When wheeler friends come to my house, they generally see some techno-gizmo that appeals to them. I’m under no illusion that this has anything to do with my skill at finding applicable technologies and has everything to do with the sheer volume of crap I order off the Internet. Fortunately for you, I’ve sorted through the junk to come up with my eight favorite technologies to share with you, along with a disclaimer that some lawyer somewhere somehow is sure to advise: The following does not represent a product endorsement, so if you buy any of this stuff and it breaks, just address your angry letters to the manufacturer and not to me or New Mobility. That being said, let’s get to it. In no particular order:
Keurig one-cup coffee maker — I never drink enough water to satisfy my urologist. I swear those guys are sponsored by Deep Rock. If you self-cath, this may not be for you, but if you love your morning coffee, tea or hot chocolate, it’s great. You purchase small plastic cups containing the mix for your beverage of choice, place the cup in the Keurig, place a mug under the nozzle and press the button. No microwave, no tea bag, no coffee filter, no hot chocolate package to mess with. My worthless quad hands can usually maneuver this all on my own.

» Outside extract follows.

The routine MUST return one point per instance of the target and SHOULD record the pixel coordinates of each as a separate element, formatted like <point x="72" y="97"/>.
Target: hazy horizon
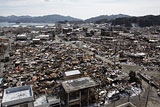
<point x="82" y="9"/>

Zip ties — Low tech, but awesome. Often known as plastic tie wraps, I put these small nylon loops on everything — my backpack, zippers on clothing, leg bag, water bottles, you name it and I probably have attached a zip tie to it. If you have limited hand function, get these on your next trip to Home Depot.
Sonicare toothbrush — My brother-in-law, an oral surgeon, loves this thing. For me, flossing isn’t really an option and a vigorous scrubbing with the standard brush is beyond me as well. I tracked down a model with the toothpaste inside the brush, and in a couple minutes I get a great cleaning with only having to palm the brush and move my head around.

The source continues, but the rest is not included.